Les évolutions du temps et, pourquoi ne pas le dire ? la mondialisation, font évoluer les pratiques, ce qui est normal. L’objet de la polémique d’aujourd’hui n’est cependant pas nouveau. Déjà du temps d’André Malraux et du général de Gaulle, la question des prêts avait suscité un grand débat avec le prêt de la Joconde. Le général de Gaulle avait tranché. Finalement, la France en avait tiré une notoriété considérable ; je vous renvoie au compte rendu de l’époque.

Aujourd’hui, d’autres questions se posent.

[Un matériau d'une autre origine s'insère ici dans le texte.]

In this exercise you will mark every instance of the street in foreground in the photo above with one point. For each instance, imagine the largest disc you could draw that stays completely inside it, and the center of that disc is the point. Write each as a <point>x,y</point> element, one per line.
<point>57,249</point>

Par leur dimension, leur durée et leur ambition, ces nouveaux projets marquent, à n’en pas douter, un changement d’échelle et sans doute aussi un changement de nature par rapport aux pratiques habituelles en matière de prêt d’oeuvres ou d’appui technique.

Certaines questions reviennent avec insistance : par leur ampleur et par leur durée, les prêts envisagés ne risquent-ils pas de léser le public, français ou étranger, de nos propres musées, particulièrement si ces prêts portent sur plusieurs oeuvres de premier plan ? Quelle part aurons-nous dans la conception et le contenu de ces expositions ?

Par ailleurs, le savoir-faire du Louvre en matière d’ingénierie culturelle est un grand atout ; il ne me paraît pas choquant qu’il soit valorisé, bien au contraire, quand le Louvre prend en charge la conception des expositions, comme à Atlanta.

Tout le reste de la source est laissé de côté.